Now I train people and their dogs. I have worked with other trainers in Toronto since being certified, and I keep my skills sharp by working part time at a local doggie daycare and reading as much as possible by the top trainers and behaviorists in the world. I have had many ups and downs over the years since I switched careers and began working with dogs, but it is the most rewarding job I’ve ever had. I miss Kayla, my beloved companion of 19 years very much, but seeing other people share the same kind of bond with their pets is an incredibly powerful experience, one I look forward to sharing with you and your pets someday.

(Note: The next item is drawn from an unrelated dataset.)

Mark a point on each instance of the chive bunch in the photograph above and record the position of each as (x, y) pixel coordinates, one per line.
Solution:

Many people are reluctant to take their dog to a professional because they are afraid their dog will either become frightened or misbehave in some way; 26% of all dog owners get stressed just thinking about taking their dog to the vet. I have no doubt many people feel insecure about problems they may be having with their dogs, and fear that they will be judged. The reason I call my business “Golden Rule Dog Training” is because I want people to know they do not need to fear this from me. Dogs don’t come with an easy to follow instruction manual, they don’t share our language or even our DNA, so you should expect to have some problems. I will never assume that if your dog has a behavioral problem that it’s your fault, and I will not judge you or criticize you if you are making some mistakes, because we all do. But if you give me a chance to work with you and your dog, I can promise you these 4 things:
1) I will help you solve problems you may be having with your pet.
2) I will help you to better understand and strengthen your bond with your pet.
3) I will never advocate anything that will intentionally hurt or frighten your dog.
4) I will treat you and your pet the same way I would like to be treated, with dignity and respect.
I would be honored if you give me an opportunity to work with you and your dog.